I am looking for a quantum gate (or a circuit) that operates on two quantum registers of equal size and in states $|a \rangle$ and $| b \rangle$, respectively, and prepares the state: $\frac{1}{\sqrt{2}} |0, a \rangle + \frac{1}{\sqrt{2}} | 1, b \rangle$.

Let's say that $a$ and $b$ are $N$ qubit registers. This means that we are going from an $2N$ qubit system to an $N + 1$ qubit system. So it may be best to use an output register like so, where $U$ is a quantum circuit:

$$ U |a, b \rangle |0 \rangle | 0 ^ {\otimes N} \rangle = \frac{1}{\sqrt{2}} |a, b \rangle (|0, a \rangle + |1, b \rangle). $$

But I think that is impossible by the no-cloning theorem; there exists no $V$ such that $V |x, 0 \rangle = | x, x \rangle$. We would need to clone both the $a$ and $b$ register in my $U$ circuit.

So is this possible some other way?

Answer 1

TL;DR: This is impossible for arbitrary $|a\rangle$ and $|b\rangle$. Remember how in the proof of the no-cloning theorem we pick two distinct and non-orthogonal states $|\phi\rangle$ and $|\psi\rangle$, define $x=\langle\phi|\psi\rangle$ and use the quantum copier to derive the equation $x=x^2$ for contradiction? Well, the same strategy works here.

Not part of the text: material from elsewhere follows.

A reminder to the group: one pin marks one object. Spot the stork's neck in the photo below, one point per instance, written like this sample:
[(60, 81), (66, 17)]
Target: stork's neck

Assume that $U$ is the circuit described in the question. Let $|a\rangle$ and $|a'\rangle$ be two distinct, but not orthogonal states of the first register and likewise for $|b\rangle$ and $|b'\rangle$. Define $x:=\langle a|a'\rangle$ and $y:=\langle b|b'\rangle$ and calculate $$ \begin{align} xy&=\langle a|a'\rangle\langle b|b'\rangle\tag1\\ &=\langle a|a'\rangle\langle b|b'\rangle\langle 0|0\rangle\langle 0^{\otimes N}|0^{\otimes N}\rangle\tag2\\ &=\langle a|\langle b|\langle 0|\langle 0^{\otimes N}|U^\dagger U|a'\rangle|b'\rangle|0\rangle|0^{\otimes N}\rangle\tag3\\ &=\langle a|a'\rangle\langle b|b'\rangle\frac{\langle 0|\langle a|+\langle 1|\langle b|}{\sqrt2}\frac{|0\rangle|a'\rangle+|1\rangle|b'\rangle}{\sqrt2}\tag4\\ &=\langle a|a'\rangle\langle b|b'\rangle\frac{\langle 0|0\rangle\langle a|a'\rangle+\langle 1|1\rangle\langle b|b'\rangle}{2}\tag5\\ &=\langle a|a'\rangle\langle b|b'\rangle\frac{\langle a|a'\rangle+\langle b|b'\rangle}{2}\tag6\\ &=xy\frac{x+y}{2}.\tag7 \end{align} $$ As in the proof of no-cloning theorem, the solutions $x,y\in\mathbb{C}$ of $2xy=xy(x+y)$ with $|x|\leqslant 1$ and $|y|\leqslant 1$ are quite restricted. Namely, there are three: either $x=0$, or $y=0$ or $x=y=1$. But that contradicts the choice of the four states. Therefore, no unitary $U$ can satisfy the desired property for all $|a\rangle$ and $|b\rangle$.